In 1999, they both enrolled at the University of Melbourne, seeking science and engineering degrees. Despite some intervals apart for internships and two exchanges, their bond “only grew stronger.” By 2003, they were applying to doctoral programs in the U.S., and in August of 2004 — having been accepted by Berkeley’s Electrical Engineering and Computer Sciences department — they were here in town and “awestruck” by this sun-drenched place where people sat in cafes doing academic work, “looked so happy and relaxed,” and spoke so many different languages. In six years, far from awe, they reached the state of “feeling very comfortable in knocking on any professor’s door to talk about research.” For the technically-minded, Juliet’s research has centered on pattern matching for advanced lithographic technologies, while Ben’s has been in machine learning, statistics, and security (including ways of enhancing privacy).

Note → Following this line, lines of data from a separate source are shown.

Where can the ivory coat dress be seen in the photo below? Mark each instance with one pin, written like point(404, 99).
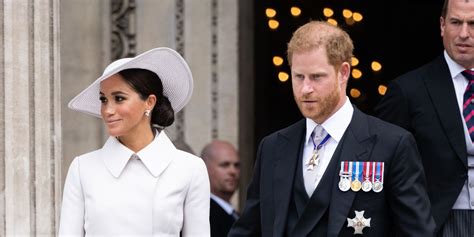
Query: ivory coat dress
point(159, 191)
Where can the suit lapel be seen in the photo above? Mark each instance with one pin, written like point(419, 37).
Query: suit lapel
point(287, 154)
point(356, 145)
point(446, 106)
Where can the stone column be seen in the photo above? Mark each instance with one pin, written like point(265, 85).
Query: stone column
point(30, 118)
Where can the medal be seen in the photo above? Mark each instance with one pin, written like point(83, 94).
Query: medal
point(345, 176)
point(367, 184)
point(378, 170)
point(378, 186)
point(356, 185)
point(314, 160)
point(359, 222)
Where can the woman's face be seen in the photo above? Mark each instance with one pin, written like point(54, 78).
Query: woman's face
point(122, 109)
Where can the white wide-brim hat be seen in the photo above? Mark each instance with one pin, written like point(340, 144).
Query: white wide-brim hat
point(173, 71)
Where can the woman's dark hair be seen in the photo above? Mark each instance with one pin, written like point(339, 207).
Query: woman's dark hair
point(147, 83)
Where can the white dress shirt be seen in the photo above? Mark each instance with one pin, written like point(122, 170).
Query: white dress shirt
point(335, 126)
point(158, 191)
point(466, 197)
point(228, 208)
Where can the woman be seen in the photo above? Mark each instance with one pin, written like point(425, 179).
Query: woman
point(138, 183)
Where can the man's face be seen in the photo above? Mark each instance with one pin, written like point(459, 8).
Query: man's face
point(224, 170)
point(457, 30)
point(318, 89)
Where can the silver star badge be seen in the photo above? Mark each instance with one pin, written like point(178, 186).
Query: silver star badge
point(358, 222)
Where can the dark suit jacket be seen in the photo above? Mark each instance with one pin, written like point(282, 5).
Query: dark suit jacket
point(424, 102)
point(220, 220)
point(401, 208)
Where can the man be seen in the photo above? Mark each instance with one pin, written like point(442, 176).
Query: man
point(223, 166)
point(354, 175)
point(430, 102)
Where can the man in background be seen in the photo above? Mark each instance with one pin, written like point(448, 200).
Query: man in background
point(223, 166)
point(435, 102)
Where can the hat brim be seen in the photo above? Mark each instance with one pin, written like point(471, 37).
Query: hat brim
point(172, 69)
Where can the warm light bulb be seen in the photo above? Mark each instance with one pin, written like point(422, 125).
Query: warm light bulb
point(295, 11)
point(347, 13)
point(328, 12)
point(357, 16)
point(332, 22)
point(354, 61)
point(356, 73)
point(277, 60)
point(283, 76)
point(376, 66)
point(355, 93)
point(270, 12)
point(273, 24)
point(382, 89)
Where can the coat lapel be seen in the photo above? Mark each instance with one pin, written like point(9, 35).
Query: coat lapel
point(446, 106)
point(356, 145)
point(287, 154)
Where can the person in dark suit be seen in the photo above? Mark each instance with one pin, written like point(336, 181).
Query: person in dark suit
point(338, 172)
point(430, 101)
point(223, 165)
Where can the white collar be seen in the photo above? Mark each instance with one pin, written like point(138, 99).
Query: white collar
point(156, 156)
point(225, 205)
point(454, 68)
point(335, 125)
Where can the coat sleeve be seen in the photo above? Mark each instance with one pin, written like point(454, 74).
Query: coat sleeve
point(410, 205)
point(393, 107)
point(249, 222)
point(196, 204)
point(72, 210)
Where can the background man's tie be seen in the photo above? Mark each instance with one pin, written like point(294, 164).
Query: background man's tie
point(468, 106)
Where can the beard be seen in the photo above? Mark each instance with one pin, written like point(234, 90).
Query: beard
point(323, 109)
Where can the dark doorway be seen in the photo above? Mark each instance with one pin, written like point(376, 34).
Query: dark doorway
point(400, 35)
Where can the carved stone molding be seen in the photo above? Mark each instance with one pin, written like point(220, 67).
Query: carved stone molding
point(179, 38)
point(214, 71)
point(123, 29)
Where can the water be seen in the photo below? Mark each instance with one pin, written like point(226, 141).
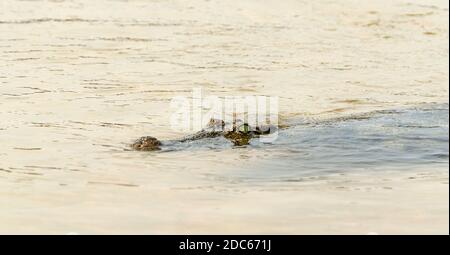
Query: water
point(400, 139)
point(81, 79)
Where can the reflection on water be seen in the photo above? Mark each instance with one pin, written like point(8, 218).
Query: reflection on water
point(400, 139)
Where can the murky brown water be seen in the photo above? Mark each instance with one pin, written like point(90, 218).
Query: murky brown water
point(79, 80)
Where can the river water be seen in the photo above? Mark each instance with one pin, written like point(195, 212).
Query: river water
point(361, 87)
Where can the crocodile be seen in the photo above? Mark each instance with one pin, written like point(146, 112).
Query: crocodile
point(240, 134)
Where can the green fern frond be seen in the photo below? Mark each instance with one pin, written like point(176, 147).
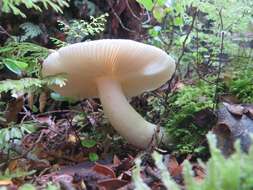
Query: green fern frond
point(12, 6)
point(31, 31)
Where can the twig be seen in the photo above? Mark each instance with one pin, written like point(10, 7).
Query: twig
point(186, 38)
point(216, 97)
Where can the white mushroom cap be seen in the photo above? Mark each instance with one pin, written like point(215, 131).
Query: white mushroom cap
point(136, 66)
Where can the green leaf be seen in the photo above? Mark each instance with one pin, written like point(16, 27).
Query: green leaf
point(88, 143)
point(178, 21)
point(93, 157)
point(148, 4)
point(159, 13)
point(27, 187)
point(15, 66)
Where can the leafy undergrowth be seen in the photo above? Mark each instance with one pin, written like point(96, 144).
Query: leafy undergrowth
point(52, 142)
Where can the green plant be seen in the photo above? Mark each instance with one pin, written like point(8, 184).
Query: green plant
point(30, 31)
point(25, 85)
point(22, 58)
point(241, 85)
point(13, 6)
point(183, 105)
point(234, 172)
point(14, 133)
point(192, 30)
point(78, 30)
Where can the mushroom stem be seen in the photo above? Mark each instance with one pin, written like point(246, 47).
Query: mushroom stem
point(126, 121)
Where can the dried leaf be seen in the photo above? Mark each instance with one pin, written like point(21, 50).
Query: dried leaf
point(105, 170)
point(111, 184)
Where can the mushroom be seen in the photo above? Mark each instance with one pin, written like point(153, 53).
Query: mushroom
point(113, 69)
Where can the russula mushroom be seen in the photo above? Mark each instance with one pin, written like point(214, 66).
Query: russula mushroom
point(112, 70)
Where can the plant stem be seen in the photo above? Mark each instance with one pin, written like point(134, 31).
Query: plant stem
point(126, 121)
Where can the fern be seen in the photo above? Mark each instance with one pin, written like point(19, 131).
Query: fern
point(233, 173)
point(12, 6)
point(22, 58)
point(31, 31)
point(77, 30)
point(30, 84)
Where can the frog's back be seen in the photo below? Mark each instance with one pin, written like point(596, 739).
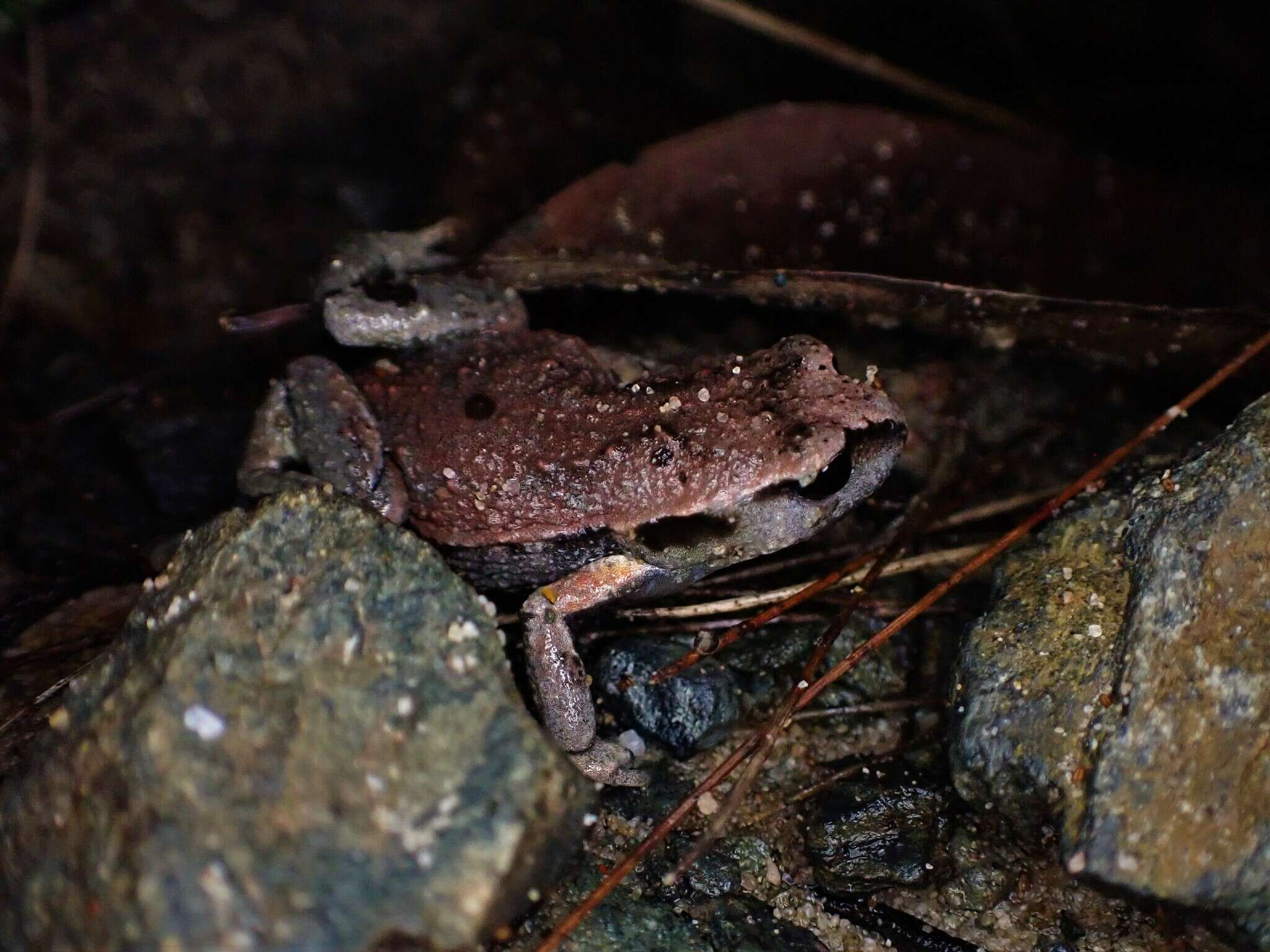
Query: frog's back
point(516, 438)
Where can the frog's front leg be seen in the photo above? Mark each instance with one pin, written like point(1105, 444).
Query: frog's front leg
point(556, 671)
point(316, 419)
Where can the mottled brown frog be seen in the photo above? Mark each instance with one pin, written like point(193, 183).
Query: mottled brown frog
point(530, 460)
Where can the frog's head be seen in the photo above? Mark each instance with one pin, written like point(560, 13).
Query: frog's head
point(812, 446)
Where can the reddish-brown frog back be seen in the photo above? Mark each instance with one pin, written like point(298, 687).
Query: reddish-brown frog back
point(525, 437)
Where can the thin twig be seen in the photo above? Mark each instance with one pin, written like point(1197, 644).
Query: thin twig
point(775, 725)
point(963, 517)
point(873, 66)
point(988, 511)
point(611, 881)
point(917, 514)
point(803, 591)
point(887, 706)
point(33, 196)
point(990, 552)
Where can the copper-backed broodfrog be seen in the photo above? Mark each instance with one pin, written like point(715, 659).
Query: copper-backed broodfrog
point(533, 460)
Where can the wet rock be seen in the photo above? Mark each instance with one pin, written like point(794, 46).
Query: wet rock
point(305, 738)
point(698, 708)
point(980, 880)
point(685, 714)
point(1137, 719)
point(878, 831)
point(636, 918)
point(1037, 668)
point(1180, 796)
point(47, 654)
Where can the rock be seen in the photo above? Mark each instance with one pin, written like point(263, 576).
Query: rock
point(687, 712)
point(878, 831)
point(978, 881)
point(1180, 796)
point(636, 918)
point(306, 738)
point(1037, 668)
point(698, 708)
point(47, 654)
point(1143, 739)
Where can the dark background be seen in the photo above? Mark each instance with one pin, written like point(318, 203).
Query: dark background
point(202, 156)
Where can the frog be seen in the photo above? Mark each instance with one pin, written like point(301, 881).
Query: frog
point(536, 462)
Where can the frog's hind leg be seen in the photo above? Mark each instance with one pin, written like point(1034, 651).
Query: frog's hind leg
point(318, 420)
point(557, 673)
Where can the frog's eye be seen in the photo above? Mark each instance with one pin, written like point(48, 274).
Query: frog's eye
point(831, 479)
point(389, 289)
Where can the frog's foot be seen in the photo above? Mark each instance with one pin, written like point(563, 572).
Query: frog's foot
point(606, 762)
point(376, 254)
point(318, 420)
point(561, 683)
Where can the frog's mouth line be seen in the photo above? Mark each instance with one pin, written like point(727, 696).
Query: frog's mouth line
point(783, 514)
point(855, 472)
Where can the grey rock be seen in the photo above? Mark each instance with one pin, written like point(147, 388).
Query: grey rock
point(1147, 746)
point(1033, 673)
point(878, 831)
point(306, 738)
point(685, 714)
point(1180, 795)
point(981, 879)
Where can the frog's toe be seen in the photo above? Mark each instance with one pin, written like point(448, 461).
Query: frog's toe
point(606, 762)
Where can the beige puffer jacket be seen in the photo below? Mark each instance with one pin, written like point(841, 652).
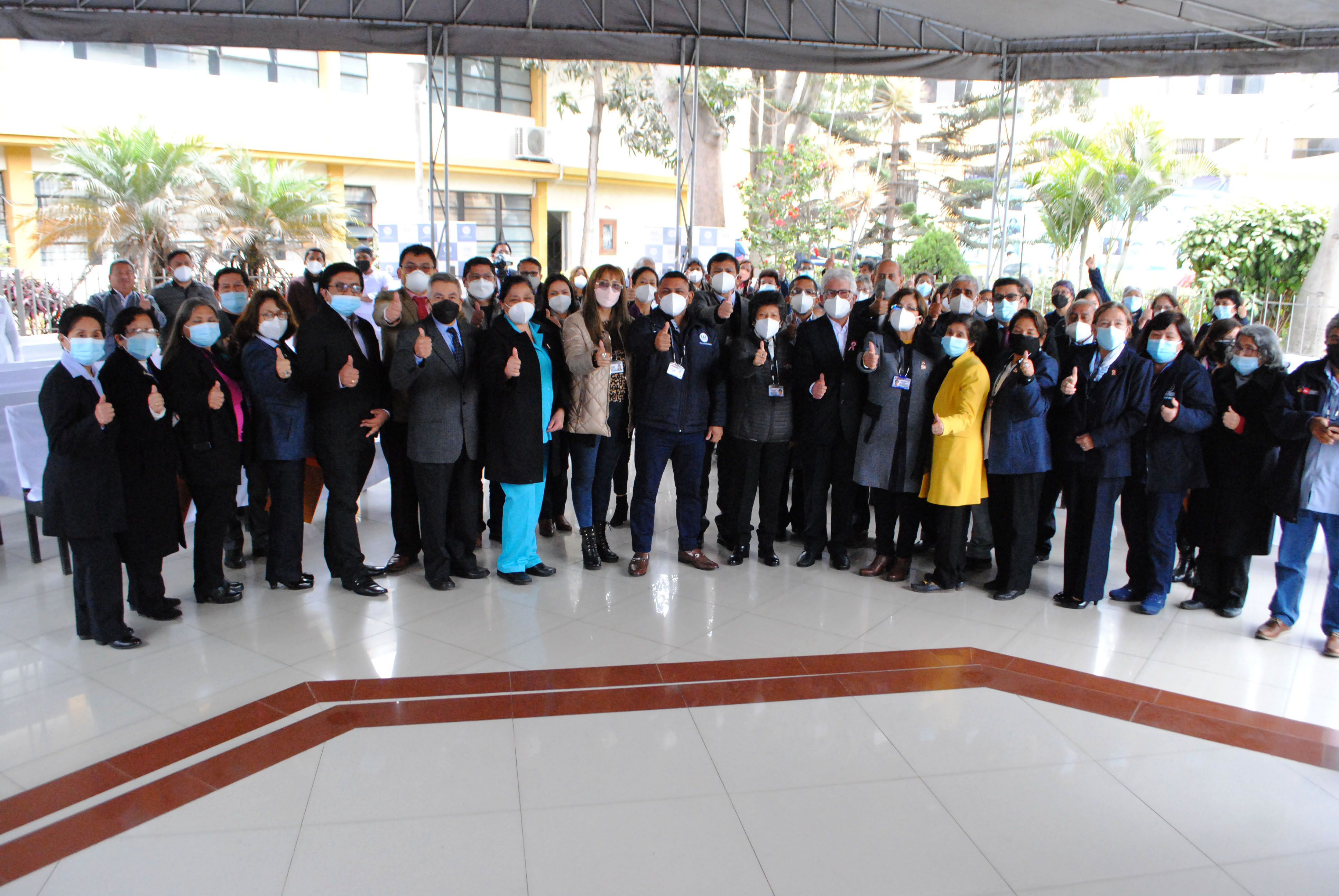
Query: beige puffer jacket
point(590, 412)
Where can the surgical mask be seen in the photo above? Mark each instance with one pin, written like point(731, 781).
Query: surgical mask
point(1245, 365)
point(1164, 350)
point(345, 306)
point(418, 282)
point(141, 345)
point(904, 319)
point(274, 329)
point(233, 302)
point(521, 312)
point(674, 305)
point(203, 335)
point(86, 350)
point(1110, 337)
point(954, 346)
point(837, 307)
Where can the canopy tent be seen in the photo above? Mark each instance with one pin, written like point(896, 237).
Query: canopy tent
point(952, 39)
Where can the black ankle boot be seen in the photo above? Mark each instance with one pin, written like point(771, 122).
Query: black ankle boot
point(620, 511)
point(590, 556)
point(602, 544)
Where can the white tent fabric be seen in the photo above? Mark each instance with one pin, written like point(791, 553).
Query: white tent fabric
point(963, 39)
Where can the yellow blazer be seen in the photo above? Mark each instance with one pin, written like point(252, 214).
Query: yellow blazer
point(957, 469)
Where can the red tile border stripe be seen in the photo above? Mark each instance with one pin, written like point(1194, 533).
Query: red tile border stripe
point(604, 689)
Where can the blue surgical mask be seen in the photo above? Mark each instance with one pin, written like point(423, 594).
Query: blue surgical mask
point(87, 350)
point(345, 306)
point(1245, 365)
point(954, 346)
point(141, 345)
point(1110, 337)
point(233, 302)
point(1164, 350)
point(203, 335)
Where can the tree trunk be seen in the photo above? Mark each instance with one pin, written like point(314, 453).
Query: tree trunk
point(1318, 300)
point(588, 236)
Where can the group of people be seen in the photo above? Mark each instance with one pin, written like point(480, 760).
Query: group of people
point(951, 417)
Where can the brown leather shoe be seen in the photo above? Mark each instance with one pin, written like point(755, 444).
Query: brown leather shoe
point(399, 563)
point(900, 570)
point(878, 567)
point(698, 560)
point(1273, 630)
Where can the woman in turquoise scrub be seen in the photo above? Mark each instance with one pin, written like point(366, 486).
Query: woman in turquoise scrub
point(525, 384)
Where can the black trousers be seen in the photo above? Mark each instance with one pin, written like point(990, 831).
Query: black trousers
point(951, 544)
point(829, 468)
point(1223, 580)
point(346, 469)
point(1088, 533)
point(449, 497)
point(1014, 510)
point(900, 512)
point(97, 585)
point(287, 489)
point(396, 445)
point(748, 469)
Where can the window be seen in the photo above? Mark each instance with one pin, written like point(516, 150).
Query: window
point(1309, 147)
point(499, 216)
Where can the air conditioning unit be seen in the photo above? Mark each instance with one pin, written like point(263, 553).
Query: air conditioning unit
point(532, 144)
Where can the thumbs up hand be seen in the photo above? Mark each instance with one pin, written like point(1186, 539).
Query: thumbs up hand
point(1070, 384)
point(349, 374)
point(104, 412)
point(283, 367)
point(819, 389)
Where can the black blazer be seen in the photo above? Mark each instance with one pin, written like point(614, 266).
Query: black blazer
point(1110, 412)
point(148, 456)
point(81, 487)
point(839, 412)
point(515, 421)
point(324, 345)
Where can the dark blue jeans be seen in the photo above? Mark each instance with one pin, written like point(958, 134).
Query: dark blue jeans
point(651, 452)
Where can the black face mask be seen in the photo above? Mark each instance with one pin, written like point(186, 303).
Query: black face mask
point(446, 311)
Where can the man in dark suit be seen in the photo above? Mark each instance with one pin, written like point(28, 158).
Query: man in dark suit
point(829, 409)
point(342, 372)
point(437, 370)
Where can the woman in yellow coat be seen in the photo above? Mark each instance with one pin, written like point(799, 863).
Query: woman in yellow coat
point(957, 477)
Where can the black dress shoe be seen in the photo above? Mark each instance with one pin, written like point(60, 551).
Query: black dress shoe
point(363, 586)
point(220, 595)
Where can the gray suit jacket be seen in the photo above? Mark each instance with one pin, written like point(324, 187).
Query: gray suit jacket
point(444, 412)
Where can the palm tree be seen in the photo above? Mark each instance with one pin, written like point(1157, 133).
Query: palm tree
point(258, 209)
point(129, 196)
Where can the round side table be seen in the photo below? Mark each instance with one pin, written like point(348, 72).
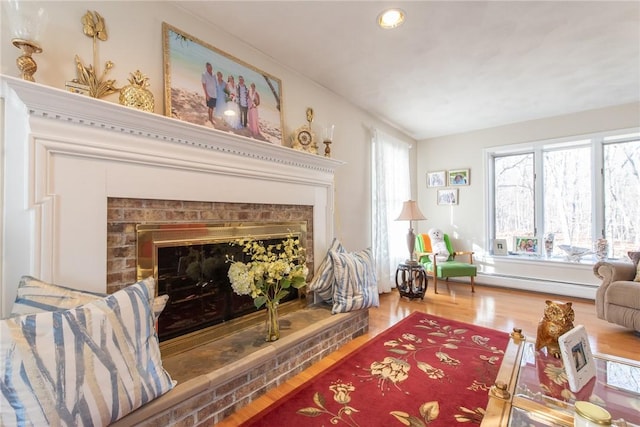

Of late, they’ve been on the job market, with Ben’s search being somewhat more intense than Juliet’s for a very down-to-earth reason: they weren’t alone in crossing that Greek Theatre stage. Along for the ride was a new Rubinstein, due in September. (You couldn’t tell Juliet was pregnant in her academic gown, but in that garb the whole class could have been pregnant and no one would have known.)
Maybe we shouldn’t be remotely surprised — after all, this is Berkeley, where even Arnold Schwartzenegger got pregnant.
Last-minute employment update: Ben has landed a job a job at Microsoft Research in Mountain View, where he’ll be starting in late June.
(The Rubinsteins’ proposal-playlet isn’t the first time a Berkeley engineering swain has made the rest of us mere guys look like plodding louts. In the same season in 2004, also in the Greek Theatre, computer science student Yen-Yang “Mike” Chen strode with other engineering graduates receiving their Ph.D.s, suddenly went down on one knee, and held up a previously-invisible sign he had stashed under his academic gown. It implored, for all the world to see, “MARRY ME, Jackey!!” His intended, an engineering alumna of the Class of 2001 named Ling-Chih “Jackey” Wang, — after a long suspenseful pause — came out of the audience and tearfully said yes.)